Rostral scale twice as broad as deep, just visible from above; suture between the internasals shorter than that between the prefrontals; frontal longer than its distance from the end of the snout, as long as the parietals or shorter; loreal as long as or a little longer than deep; one preocular; two postoculars, only the upper in contact with the parietal; temporals 1 (or 2) + 2; 9 or 10 upper labials, fourth, fifth, and sixth entering the eye; 4 lower labials in contact with the anterior chin shields, which are as long as the posterior chin shields. Dorsal scales smooth, without apical pits, in 17 rows. Ventrals 159–190; anal divided; subcaudals divided, 102–131.

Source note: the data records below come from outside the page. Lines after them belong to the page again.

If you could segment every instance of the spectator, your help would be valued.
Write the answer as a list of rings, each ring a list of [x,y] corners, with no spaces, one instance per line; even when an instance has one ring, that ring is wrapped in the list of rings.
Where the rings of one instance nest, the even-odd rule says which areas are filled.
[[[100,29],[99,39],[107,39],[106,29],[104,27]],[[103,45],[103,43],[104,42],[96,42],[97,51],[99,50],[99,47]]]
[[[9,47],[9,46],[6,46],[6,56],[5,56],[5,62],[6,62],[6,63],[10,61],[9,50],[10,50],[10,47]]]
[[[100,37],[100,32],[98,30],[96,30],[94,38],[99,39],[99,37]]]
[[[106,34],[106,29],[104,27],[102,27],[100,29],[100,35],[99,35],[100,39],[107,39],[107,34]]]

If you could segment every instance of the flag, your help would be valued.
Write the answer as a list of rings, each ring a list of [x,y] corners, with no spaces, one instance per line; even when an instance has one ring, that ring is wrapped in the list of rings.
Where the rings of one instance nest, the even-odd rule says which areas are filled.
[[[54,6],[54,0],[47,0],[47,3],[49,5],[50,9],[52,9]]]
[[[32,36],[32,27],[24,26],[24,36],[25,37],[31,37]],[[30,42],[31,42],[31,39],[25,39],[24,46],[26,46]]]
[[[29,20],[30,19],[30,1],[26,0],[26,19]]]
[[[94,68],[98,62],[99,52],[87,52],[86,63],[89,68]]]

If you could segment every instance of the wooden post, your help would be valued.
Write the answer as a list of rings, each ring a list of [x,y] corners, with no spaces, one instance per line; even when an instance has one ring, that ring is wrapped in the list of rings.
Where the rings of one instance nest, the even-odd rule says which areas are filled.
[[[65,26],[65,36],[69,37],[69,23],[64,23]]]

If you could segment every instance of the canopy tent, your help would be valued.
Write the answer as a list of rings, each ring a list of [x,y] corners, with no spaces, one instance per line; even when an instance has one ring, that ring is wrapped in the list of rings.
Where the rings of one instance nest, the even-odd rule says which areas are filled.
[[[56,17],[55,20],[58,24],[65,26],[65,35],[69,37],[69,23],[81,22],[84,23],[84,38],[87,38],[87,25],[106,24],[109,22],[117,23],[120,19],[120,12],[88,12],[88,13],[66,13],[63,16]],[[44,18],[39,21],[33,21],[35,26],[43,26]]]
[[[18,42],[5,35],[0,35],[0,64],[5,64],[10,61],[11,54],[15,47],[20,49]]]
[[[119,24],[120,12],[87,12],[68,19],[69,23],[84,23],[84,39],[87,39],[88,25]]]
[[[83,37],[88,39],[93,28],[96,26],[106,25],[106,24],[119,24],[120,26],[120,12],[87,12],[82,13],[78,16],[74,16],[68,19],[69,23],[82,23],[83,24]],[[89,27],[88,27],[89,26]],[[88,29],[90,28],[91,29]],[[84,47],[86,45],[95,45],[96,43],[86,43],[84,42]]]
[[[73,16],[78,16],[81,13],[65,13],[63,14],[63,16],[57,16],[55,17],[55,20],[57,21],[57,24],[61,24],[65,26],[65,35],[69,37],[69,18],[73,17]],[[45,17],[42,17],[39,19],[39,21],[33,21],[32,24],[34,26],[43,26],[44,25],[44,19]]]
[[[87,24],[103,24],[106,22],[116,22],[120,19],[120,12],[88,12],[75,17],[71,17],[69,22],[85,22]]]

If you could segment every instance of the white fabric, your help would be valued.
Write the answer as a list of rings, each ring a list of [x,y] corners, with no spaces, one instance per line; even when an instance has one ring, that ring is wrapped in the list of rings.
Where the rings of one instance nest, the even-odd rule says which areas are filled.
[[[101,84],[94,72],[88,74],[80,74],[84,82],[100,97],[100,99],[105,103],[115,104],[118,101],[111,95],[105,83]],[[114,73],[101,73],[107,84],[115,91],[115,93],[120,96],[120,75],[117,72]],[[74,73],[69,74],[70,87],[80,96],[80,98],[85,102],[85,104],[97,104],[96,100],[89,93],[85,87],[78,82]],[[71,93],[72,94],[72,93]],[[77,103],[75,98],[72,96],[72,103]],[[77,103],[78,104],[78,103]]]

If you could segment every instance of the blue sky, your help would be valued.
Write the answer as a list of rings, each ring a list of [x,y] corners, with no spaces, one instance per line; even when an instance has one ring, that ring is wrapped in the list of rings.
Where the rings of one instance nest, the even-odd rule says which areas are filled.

Brown above, vertebral region greyish, usually with a series of small round black spots; head with small black spots or vermiculations above, and two black crossbands, one across the posterior part of the frontal and supraoculars, the other across the occiput; a large black nuchal spot or crossband, bordered with yellow posteriorly; a black line from the nostril to the nuchal spot, passing through the eye, bordering the white black-dotted upper lip. Lower parts yellowish, each ventral with an outer black spot or streak, which may be confluent on the posterior part of the body; anterior ventrals with a pair of median dots in addition.

Total length 29 inches (737 mm); tail 9.5 inches (241 mm).

==Distribution==
India, Nepal, Bhutan, Bangladesh, Myanmar, Thailand, Laos, Vietnam, Cambodia?, West Malaysia, and China.